Patrick B. McGuigan
OKLAHOMA CITY – In the lead editorial for Sunday (October 30), Oklahoma’s largest newspaper has encouraged voters to say “no” to a controversial proposal to enshrine capital punishment within the state constitution.
Editorial writers for The Oklahoman asserted State Question 776 would “add provisions to the [state] constitution without any obvious benefit in response to no obvious problem.”
The editorial reasoned: “State Question 776 endorses the death penalty, and mandates that the Legislature has the power to authorize new methods of execution should current methods (lethal injection) be declared unconstitutional by federal courts.
“Yet the death penalty is already constitutional and the Legislature already determines execution methods. S.Q. 776 changes nothing, and its passage would have little bearing on federal court rulings.”
The latter two sentences of the above quote touch on an important point about the proposed constitutional amendment.
The measure’s advocates purport to advance it as a way to push back against federal interference in state prerogatives, among other things. But capital punishment provisions are inevitably, and appropriately, subject to judicial review, including in federal courts. Assertions to the contrary at the state level will not be taken seriously in federal courts.
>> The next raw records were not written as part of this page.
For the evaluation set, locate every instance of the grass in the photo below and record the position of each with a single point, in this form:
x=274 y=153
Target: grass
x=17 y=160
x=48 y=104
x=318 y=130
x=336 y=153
Conservatives who want to protect state prerogatives should tread carefully in asserting state’s rights that are contrary to American history and to U.S. constitutional provisions. While there is room for debate about areas of federal overreach where prudent counter-action at the state level is merited, capital punishment is a poor choice to fight that cause.
The context in which The Oklahoman editorial arrives is important. It has been two years since the state executed any one, and the reasons for the time gap are all homegrown, not the imposition of rogue judges at the federal or state level.
Those who oppose capital punishment in all instances will find encouragement in the position taken on this important state question at the state’s largest newspaper, historically a conservative stalwart in a sea of liberal editorial pages across the land of the free. Conservatives, even those who defend the constitutionality of the death penalty, should applaud the editorial writers for a straight-forward, timely and persuasive argument against both unnecessary state constitutional cluster and ill-advised invitations to new (and expensive) litigation.
The editorial writers no doubt have carefully studied the ongoing shift in public opinion on maintenance of the Ultimate Sanction in American law.
Many Oklahomans previously advocating the penalty have shifted to a critical view of its exercise. Taht is no surprise, for any prudent observer must regard with horror the possibility of even one wrongful execution. The near-execution of Richard Glossip just 13 months ago would be exhibit A in that category. No wonder so many Oklahomans have shifted from support or ambivalence about executions toward a more nuanced stance, backing alternative sanctions for the guilty – life without possibility of parole.
Not to overstate the editorial’s significance, the newspaper’s lead paragraph made a pragmatic argument against S.Q. 776: “Oklahoma’s state constitution is among the nation’s longest, largely because it is packed with provisions that should have been handled in statute. If anything the Oklahoma Constitution should be reduced in size, not expanded.”
In the end, these short and well-reasoned comments on this significant decision could – and this writer hope will – bear abundant fruit, in popular rejection of State Question 776.